IRANIAN OIL EXCHANGE IS "ON HOLD"
To begin with, an "I TOLD YOU SO" is warranted, as the Iranian Oil Exchange is delayed by several months, maybe a year. My impassioned "Mosques, Civil War, Oil & Gold" article, dated March 2nd, forewarned on the delay and its side-tracked launch. See postings #1, #2, #3, which some editors found to be too controversial or portions off topic politically to post. The true motives behind the delayed launch are to remain debated. Perhaps a motive was to remove from the landscape yet another bomb target, a very easy target to hit and destroy. However, such delay will not put a stop to the USDollar decline. My source is quoted by the author of the Globe & Mail article, dated 14 March 2006 and cited below, by way of a reliable well-informed personal friend. In that article, John Partridge from the INVESTMENT REPORTER writes:

As the nuclear standoff pitting Iran against the West continues, some conspiracy theorists are more focused on another plan that the Middle Eastern nation is pursuing. But they are jumping the gun if they still figure Iran is within days of launching a new international oil exchange that would sell its own and other Middle Eastern oil producers' black gold in euros rather than U.S. dollars, and which, the theory goes, could ultimately torpedo the greenback and the U.S. economy.
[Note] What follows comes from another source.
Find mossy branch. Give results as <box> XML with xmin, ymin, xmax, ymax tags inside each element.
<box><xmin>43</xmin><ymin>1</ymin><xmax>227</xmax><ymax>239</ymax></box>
Despite repeated reports over the past 18 months or so that the planned bourse would finally open for business on March 20, 2006 -- and go head to head with the New York Mercantile Exchange and the ICE Futures Exchange in London -- the start date has been postponed by at least several months and maybe more than a year.

"In the middle of 2006, we are able to start the bourse," Mohammad Asemipur, special adviser on the project to Iran's Oil Minister, said when reached in Tehran. The plan is to trade petrochemical products first, with a crude oil contract coming last, a rollout that likely will take three years, he said. "Oh, crikey, it's at a much earlier stage than people would think," said British consultant Chris Cook, who claims credit for coming up with the idea for the exchange in the first place and is a member of the consortium headed by the Tehran Stock Exchange that is charged with bringing the project to life. "You can rest assured, there will not be a crude oil contract, Gulf-based, in my opinion, within a year -- and that would be really pushing it," Mr. Cook, a former director of ICE's predecessor, the International Petroleum Exchange, said when reached in Scotland. The electronic exchange is to be located on Kish Island in the Persian Gulf, an Iranian duty- and tax-free zone.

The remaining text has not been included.